Levittown, NY, was the first prefab housing development in suburbia built for returning vets and their families after WWII. These identical houses on Long Island included white picket fences, modern appliances, and green lawns.
Many people in the early postwar years wanted to get away from the crowded cities, and have their own houses with yards. Into this moment in time stepped the Levitt & Sons real estate development company.
During the Great Depression, the Levitts sold 600 Tudor-style, upper-middle-class houses with six bedrooms and two bathrooms for $14,000 each ($200,000 today) within four years. They were designed in 1929 by 17-year-old Alfred Levitt, younger son of founder Abraham.
William Levitt, the older son, became known as the one to see about custom-made, high-end Long Island houses on the North Shore (a.k.a. the Gold Coast).
During the 1930s, the Levitts built many homes for communities in Westchester County; Manhasset, NY; and Great Neck, NY. They sold from $9,100 to $18,500, and attracted lawyers, doctors, businesspeople, and famous radio personalities and journalists.
Aerial shot of Levittown, PA
To try to do their part to help with an affordable housing crisis (caused by postwar prosperity for the privileged classes, and the baby boom), the Levitts selected an area called Island Trees. They planned 2,000 houses for it.
On 1 July 1947, they broke ground on their $50 million development ($548 million today). Ultimately, it contained 17,000 houses on 7.3 square miles. Alfred handled mass production and designed the houses and streets; William financed and promoted it; and Abraham directed landscaping.
Aerial shot of Levittown, NY, 1947
Appliances and building materials on unfinished foundation, 1948; photo by Tony Linck
Each front yard had two trees, planted the exact same distance apart. The houses were ranch and Cape Cod style, with 750 square feet (70 square meters). They had two bedrooms, a kitchen with modern appliances, a living room with a TV, an unfinished second floor, and no garage.
They were built assemblyline style, as a team of specialized workers moved from house to house. This was more efficient than other construction styles of the era. The Levitts also reduced costs by refusing union labor. This led to picket lines.

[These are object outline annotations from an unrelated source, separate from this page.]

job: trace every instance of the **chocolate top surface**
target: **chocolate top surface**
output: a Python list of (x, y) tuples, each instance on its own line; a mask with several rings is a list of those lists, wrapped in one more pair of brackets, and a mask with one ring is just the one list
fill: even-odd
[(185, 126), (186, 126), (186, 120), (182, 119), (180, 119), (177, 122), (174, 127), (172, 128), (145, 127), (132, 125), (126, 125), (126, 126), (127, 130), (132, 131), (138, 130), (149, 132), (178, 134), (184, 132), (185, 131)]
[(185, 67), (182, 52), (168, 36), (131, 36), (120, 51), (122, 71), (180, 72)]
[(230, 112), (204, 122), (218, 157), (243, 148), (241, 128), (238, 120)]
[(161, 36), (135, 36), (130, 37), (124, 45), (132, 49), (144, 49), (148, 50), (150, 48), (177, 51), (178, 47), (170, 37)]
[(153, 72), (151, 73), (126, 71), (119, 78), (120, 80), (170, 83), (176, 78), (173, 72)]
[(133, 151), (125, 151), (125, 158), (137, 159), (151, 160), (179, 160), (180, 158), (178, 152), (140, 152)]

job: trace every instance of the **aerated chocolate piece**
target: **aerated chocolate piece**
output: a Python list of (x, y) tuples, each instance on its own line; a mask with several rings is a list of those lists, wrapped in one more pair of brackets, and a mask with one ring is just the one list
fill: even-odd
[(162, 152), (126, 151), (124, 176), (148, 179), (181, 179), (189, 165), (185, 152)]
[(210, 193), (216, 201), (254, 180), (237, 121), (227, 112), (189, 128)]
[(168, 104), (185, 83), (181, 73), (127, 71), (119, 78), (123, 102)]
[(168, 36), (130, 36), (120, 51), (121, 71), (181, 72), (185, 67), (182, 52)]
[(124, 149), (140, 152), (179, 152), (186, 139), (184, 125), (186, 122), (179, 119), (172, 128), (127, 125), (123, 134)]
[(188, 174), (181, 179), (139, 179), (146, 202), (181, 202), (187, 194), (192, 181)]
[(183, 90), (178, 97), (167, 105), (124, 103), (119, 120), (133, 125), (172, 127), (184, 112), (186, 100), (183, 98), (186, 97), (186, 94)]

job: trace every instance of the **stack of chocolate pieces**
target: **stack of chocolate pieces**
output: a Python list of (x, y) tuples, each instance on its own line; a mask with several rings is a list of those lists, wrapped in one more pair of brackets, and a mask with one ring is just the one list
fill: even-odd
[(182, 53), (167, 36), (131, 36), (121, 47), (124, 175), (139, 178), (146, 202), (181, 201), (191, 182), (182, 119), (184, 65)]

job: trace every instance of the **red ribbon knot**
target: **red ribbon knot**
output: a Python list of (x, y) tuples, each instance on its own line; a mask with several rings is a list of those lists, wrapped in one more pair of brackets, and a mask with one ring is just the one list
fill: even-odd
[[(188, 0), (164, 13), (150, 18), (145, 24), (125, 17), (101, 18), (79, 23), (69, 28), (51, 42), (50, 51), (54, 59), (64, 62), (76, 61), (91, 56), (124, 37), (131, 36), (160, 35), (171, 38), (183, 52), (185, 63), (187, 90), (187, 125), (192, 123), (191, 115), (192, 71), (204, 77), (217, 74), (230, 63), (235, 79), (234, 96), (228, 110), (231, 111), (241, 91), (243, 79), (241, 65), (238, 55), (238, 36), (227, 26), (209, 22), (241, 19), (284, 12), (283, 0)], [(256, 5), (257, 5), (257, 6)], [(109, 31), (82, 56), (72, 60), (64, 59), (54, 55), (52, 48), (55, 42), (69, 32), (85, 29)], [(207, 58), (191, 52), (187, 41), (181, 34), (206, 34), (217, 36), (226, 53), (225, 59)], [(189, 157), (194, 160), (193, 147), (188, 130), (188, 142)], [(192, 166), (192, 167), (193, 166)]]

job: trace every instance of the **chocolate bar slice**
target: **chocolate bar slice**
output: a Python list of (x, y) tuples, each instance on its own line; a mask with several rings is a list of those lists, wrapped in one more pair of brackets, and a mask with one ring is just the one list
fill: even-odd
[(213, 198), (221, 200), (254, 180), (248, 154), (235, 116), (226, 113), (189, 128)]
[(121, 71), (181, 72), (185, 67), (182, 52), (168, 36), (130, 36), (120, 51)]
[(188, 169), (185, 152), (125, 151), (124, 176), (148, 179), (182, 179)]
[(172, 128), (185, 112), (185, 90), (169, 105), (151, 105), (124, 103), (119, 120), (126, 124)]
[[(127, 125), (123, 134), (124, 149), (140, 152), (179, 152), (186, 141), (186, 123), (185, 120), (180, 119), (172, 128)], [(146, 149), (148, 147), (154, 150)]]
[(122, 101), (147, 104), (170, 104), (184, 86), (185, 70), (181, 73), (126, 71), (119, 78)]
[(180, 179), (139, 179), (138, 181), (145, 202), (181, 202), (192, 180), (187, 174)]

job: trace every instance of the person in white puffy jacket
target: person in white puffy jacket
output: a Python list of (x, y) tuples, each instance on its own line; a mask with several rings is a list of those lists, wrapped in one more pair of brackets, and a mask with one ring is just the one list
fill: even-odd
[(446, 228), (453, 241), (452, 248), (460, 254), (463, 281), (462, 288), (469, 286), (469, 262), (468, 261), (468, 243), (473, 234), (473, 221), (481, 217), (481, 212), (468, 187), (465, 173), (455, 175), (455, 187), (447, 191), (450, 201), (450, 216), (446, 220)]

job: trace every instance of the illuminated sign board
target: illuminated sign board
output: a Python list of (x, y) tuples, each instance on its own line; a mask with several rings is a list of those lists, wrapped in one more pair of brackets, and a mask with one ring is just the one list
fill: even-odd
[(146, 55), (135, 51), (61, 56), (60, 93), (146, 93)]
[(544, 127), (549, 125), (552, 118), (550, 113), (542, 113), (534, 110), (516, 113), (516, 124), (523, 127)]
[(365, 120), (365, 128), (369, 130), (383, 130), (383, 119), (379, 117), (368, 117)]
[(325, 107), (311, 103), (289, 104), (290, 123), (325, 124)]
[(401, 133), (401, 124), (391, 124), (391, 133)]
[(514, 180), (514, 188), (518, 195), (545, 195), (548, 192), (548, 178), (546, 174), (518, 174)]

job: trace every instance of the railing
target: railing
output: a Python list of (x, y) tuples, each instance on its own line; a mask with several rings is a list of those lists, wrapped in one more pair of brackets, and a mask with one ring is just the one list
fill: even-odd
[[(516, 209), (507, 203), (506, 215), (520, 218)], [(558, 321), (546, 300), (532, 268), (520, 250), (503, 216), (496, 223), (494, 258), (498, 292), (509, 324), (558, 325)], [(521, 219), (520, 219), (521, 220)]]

The Levitts directly purchased materials such as lumber, TVs, and appliances, instead of going through middlepeople. They also made their own factory to produce nails. To their credit, they paid their workers very well, and offered many incentives enabling them to earn twice as much money as they’d make elsewhere.
By July 1948, thirty houses per day were being constructed in a 26-step process. This mass-production enabled them to be sold for as cheap as $8,000 ($65,000 today). Since many buyers were vets helped by the G.I. Bill and other housing subsidies, the true cost was all of $400.
Within two days of the community being announced on 7 May 1947, half the 2,000 houses were already rented. In response to increased demand, they added 4,000 more houses, as well as services such as schools and mail delivery.
The Levitts switched the houses from rental to sales, with monthly 30-year mortgage payments the same as the rental price ($57), and no down payment. Even more houses were added when demand grew even further, and Island Trees was renamed Levittown.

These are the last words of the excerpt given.